Now determine what you can afford to spend. This is based on customer lifetime value (LTV) and your target customer acquisition cost (CAC) as a percentage of LTV.
A healthy B2B SaaS target is CAC = 30% of LTV. If LTV is £30,000 (customer stays 3 years at £10,000/year), target CAC is £9,000. That's your maximum spend per new customer.
Now divide that across lifecycle stages. If you need 200 opportunities to get 50 customers, you can spend £9,000 ÷ 4 = £2,250 per opportunity. If you need 400 SQLs to get 200 opportunities, you can spend £2,250 ÷ 2 = £1,125 per SQL. If you need 1,000 MQLs to get 400 SQLs, you can spend £1,125 ÷ 2.5 = £450 per MQL. If you need 4,000 leads to get 1,000 MQLs, you can spend £450 ÷ 4 = £112 per lead.
These are your cost targets: £112 per lead, £450 per MQL, £1,125 per SQL, £2,250 per opportunity, £9,000 per customer. Any channel that can hit these numbers is mathematically viable. Any channel that can't is too expensive.
But here's the insight: different segments have different LTVs and close rates. Compliance-driven might close at 30% with £12,000 LTV. Proactive might close at 20% with £40,000 LTV (larger deals, longer retention). Calculate separate cost targets per segment. You can afford £150 per lead for compliance-driven but £200 per lead for proactive because proactive has higher LTV.
This is why "cost per lead" alone is misleading. A £200 lead might be profitable for one segment and unprofitable for another. Always tie cost targets to segment economics.

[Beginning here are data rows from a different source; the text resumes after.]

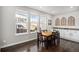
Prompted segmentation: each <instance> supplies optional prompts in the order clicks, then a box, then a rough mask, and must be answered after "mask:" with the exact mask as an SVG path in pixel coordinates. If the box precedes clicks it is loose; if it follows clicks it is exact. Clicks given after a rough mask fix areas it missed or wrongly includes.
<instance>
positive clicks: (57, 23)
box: [55, 18, 60, 26]
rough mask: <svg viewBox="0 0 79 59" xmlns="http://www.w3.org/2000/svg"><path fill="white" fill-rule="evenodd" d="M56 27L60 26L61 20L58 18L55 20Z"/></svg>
mask: <svg viewBox="0 0 79 59" xmlns="http://www.w3.org/2000/svg"><path fill="white" fill-rule="evenodd" d="M55 26H60V19H59V18H56V20H55Z"/></svg>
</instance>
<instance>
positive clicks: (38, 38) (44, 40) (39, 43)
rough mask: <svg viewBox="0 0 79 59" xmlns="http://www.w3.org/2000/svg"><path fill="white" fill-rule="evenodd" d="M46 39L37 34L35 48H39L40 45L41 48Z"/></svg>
mask: <svg viewBox="0 0 79 59" xmlns="http://www.w3.org/2000/svg"><path fill="white" fill-rule="evenodd" d="M45 39H46V38H45V37H43V36H42V33H41V32H40V33H39V32H37V47H38V48H39V47H40V45H41V46H42V47H43V46H45V43H46V40H45Z"/></svg>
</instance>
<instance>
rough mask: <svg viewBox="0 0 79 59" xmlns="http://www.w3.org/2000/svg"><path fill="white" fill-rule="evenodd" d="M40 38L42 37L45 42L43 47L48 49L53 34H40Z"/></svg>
mask: <svg viewBox="0 0 79 59" xmlns="http://www.w3.org/2000/svg"><path fill="white" fill-rule="evenodd" d="M42 36H43V37H44V40H46V43H45V46H46V47H47V48H48V47H49V46H51V45H52V40H53V39H52V37H53V33H52V32H48V31H46V32H42Z"/></svg>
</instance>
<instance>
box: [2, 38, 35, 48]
mask: <svg viewBox="0 0 79 59" xmlns="http://www.w3.org/2000/svg"><path fill="white" fill-rule="evenodd" d="M35 39H36V38H33V39H29V40H25V41H21V42H17V43H12V44H8V45H4V46H2V47H1V48H5V47H9V46H13V45H16V44H21V43H24V42H28V41H31V40H35Z"/></svg>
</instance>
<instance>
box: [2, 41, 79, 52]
mask: <svg viewBox="0 0 79 59" xmlns="http://www.w3.org/2000/svg"><path fill="white" fill-rule="evenodd" d="M1 51H2V52H79V43H76V42H72V41H68V40H64V39H61V40H60V45H59V46H52V47H49V48H48V49H46V48H45V47H40V48H39V49H38V48H37V43H36V40H34V41H31V42H27V43H23V44H20V45H16V46H11V47H7V48H2V49H1Z"/></svg>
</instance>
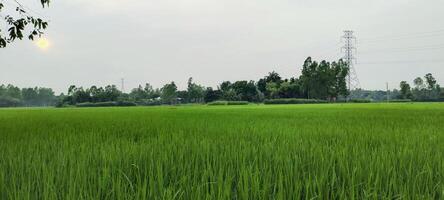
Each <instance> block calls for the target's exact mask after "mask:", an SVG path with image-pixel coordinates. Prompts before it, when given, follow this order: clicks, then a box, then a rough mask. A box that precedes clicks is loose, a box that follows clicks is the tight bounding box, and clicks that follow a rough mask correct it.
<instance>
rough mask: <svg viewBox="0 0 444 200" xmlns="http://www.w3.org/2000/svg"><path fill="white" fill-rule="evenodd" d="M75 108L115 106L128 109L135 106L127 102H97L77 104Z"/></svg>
mask: <svg viewBox="0 0 444 200" xmlns="http://www.w3.org/2000/svg"><path fill="white" fill-rule="evenodd" d="M76 106H77V107H115V106H121V107H128V106H137V104H135V103H134V102H127V101H109V102H97V103H90V102H87V103H78V104H76Z"/></svg>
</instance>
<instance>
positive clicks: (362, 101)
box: [349, 99, 372, 103]
mask: <svg viewBox="0 0 444 200" xmlns="http://www.w3.org/2000/svg"><path fill="white" fill-rule="evenodd" d="M349 102H350V103H371V102H372V101H371V100H369V99H351V100H350V101H349Z"/></svg>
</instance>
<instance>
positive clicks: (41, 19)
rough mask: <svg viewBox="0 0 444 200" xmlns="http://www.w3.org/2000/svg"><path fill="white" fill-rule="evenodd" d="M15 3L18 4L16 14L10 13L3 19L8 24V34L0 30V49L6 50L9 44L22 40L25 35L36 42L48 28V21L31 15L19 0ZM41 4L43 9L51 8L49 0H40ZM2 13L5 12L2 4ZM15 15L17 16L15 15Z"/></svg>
mask: <svg viewBox="0 0 444 200" xmlns="http://www.w3.org/2000/svg"><path fill="white" fill-rule="evenodd" d="M14 2H15V4H16V8H15V12H12V13H9V14H7V15H6V16H5V17H4V18H3V20H4V21H5V22H6V30H7V32H6V33H4V32H2V30H1V29H0V48H5V47H6V46H7V44H8V43H12V42H14V41H15V40H16V39H19V40H22V39H23V38H24V37H25V35H26V36H27V38H28V39H29V40H34V38H35V37H41V35H42V34H43V30H45V29H46V28H47V27H48V22H47V21H45V20H43V19H42V18H40V17H36V16H33V15H31V14H29V12H28V10H29V8H27V7H25V6H24V5H22V4H21V3H20V2H18V1H17V0H14ZM40 3H41V5H42V6H43V7H45V6H46V7H47V6H49V0H40ZM2 12H5V4H4V3H3V2H0V14H1V13H2ZM13 13H14V14H15V15H13ZM0 16H2V15H0ZM25 32H28V33H25Z"/></svg>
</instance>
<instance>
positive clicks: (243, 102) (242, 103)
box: [227, 101, 249, 106]
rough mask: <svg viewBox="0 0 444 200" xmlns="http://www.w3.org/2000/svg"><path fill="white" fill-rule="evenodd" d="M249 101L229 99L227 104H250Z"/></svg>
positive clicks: (246, 104) (245, 104)
mask: <svg viewBox="0 0 444 200" xmlns="http://www.w3.org/2000/svg"><path fill="white" fill-rule="evenodd" d="M248 104H249V102H248V101H228V102H227V105H229V106H233V105H248Z"/></svg>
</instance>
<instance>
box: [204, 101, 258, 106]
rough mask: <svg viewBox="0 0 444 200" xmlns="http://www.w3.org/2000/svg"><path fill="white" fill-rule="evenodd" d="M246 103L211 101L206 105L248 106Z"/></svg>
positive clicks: (218, 105)
mask: <svg viewBox="0 0 444 200" xmlns="http://www.w3.org/2000/svg"><path fill="white" fill-rule="evenodd" d="M249 103H250V102H248V101H213V102H210V103H208V104H207V105H209V106H226V105H229V106H233V105H248V104H249Z"/></svg>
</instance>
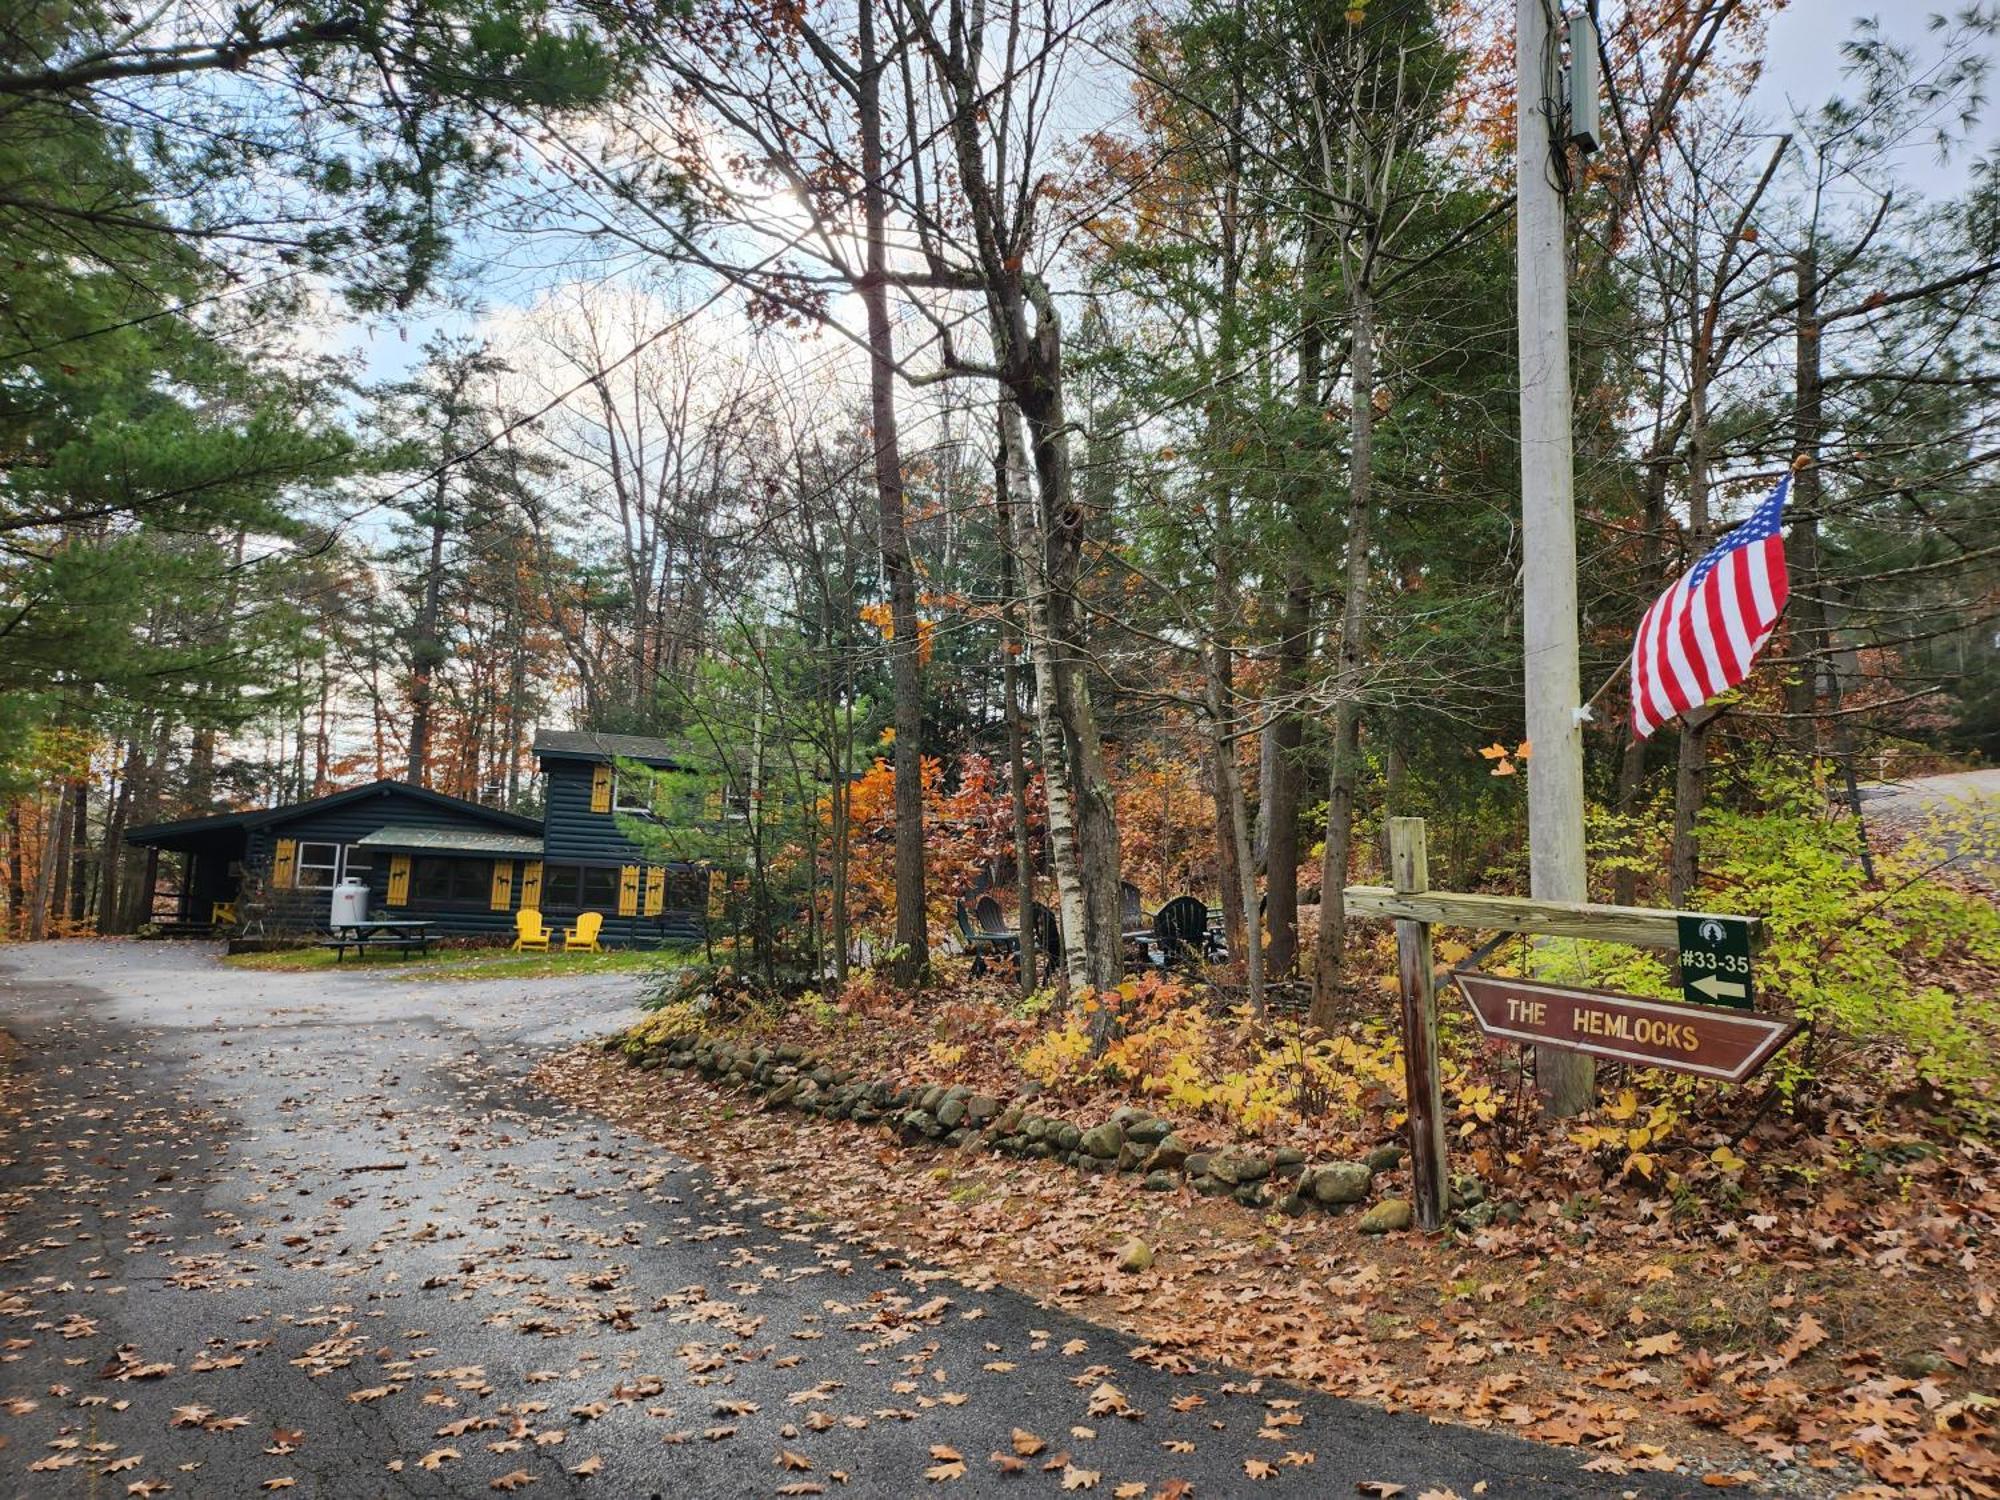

Cost per lead is what you care about, but channels sell on cost per thousand impressions (CPM). You need to bridge these two metrics.
CPM varies by platform: LinkedIn £25-40, Google Display £5-15, Facebook £10-20. If you're running LinkedIn ads with £30 CPM, how many impressions do you need to get 4,000 leads?
Work through the funnel: impressions → clicks (via CTR) → engaged visitors → leads (via capture rate). If your ad has 1.5% CTR (typical for good LinkedIn ads), 1,000 impressions = 15 clicks. If engagement rate is 60% (40% bounce), 15 clicks = 9 engaged visitors. If lead capture rate is 4%, 9 engaged visitors = 0.36 leads.
So 1,000 impressions = 0.36 leads. To get 4,000 leads, you need 11.1 million impressions (4,000 ÷ 0.36 × 1,000). At £30 CPM, that's £333,000 in ad spend (11.1M ÷ 1,000 × £30). Divide by 4,000 leads = £83 per lead. That's below your £112 target, so LinkedIn is viable.
Now test Google Display at £10 CPM but assume worse CTR (0.5% instead of 1.5% because display ads are less targeted). 1,000 impressions = 5 clicks = 3 engaged visitors = 0.12 leads. To get 4,000 leads needs 33.3M impressions = £333,000. Same total spend, same cost per lead. Both channels are mathematically equivalent in this scenario.
The insight: CPM is only half the equation. A cheaper CPM with worse CTR can cost the same as expensive CPM with better CTR. Always calculate through to cost per lead, not just CPM.
Now create a forecast showing how much volume each channel can deliver at what cost. This reveals whether you can actually hit your lead target or if you need to adjust expectations.
For each channel, estimate: maximum daily impressions (how big is the audience?), expected CTR (based on benchmarks or current performance), expected engagement rate (60% is typical), expected lead capture rate (2-5% depending on offer), resulting cost per lead.
LinkedIn for compliance-driven segment: audience size 500,000 (CISOs and security directors at target companies), can reach 10,000 impressions/day sustainably, 1.5% CTR = 150 clicks/day, 60% engaged = 90 engaged visitors/day, 4% capture rate = 3.6 leads/day = 1,300 leads/year. At £30 CPM, costs £109,500/year for 1,300 leads = £84 per lead. This is below target, and delivers 1,300 of your needed 2,000 compliance-driven leads.
Google Search for compliance-driven segment: search volume 2,000/month for "compliance training" and related terms, can capture 20% share = 400 clicks/month = 4,800 clicks/year. 60% engaged = 2,880 engaged visitors. 5% capture rate (search traffic converts better than cold ads) = 144 leads/year. At £3 CPC, costs £14,400/year for 144 leads = £100 per lead. Below target, but only delivers 144 leads (small volume).
You've now identified that LinkedIn can deliver 1,300 of your needed 2,000 compliance leads, and Google can deliver 144. You need another 556 from somewhere (or you need to increase impression share on LinkedIn, or improve conversion rates to get more leads from same traffic).
Do this for all segments and all channels. The forecast shows you where you're short, which channels are viable at your cost targets, and where you need to improve conversion rates or find new channels.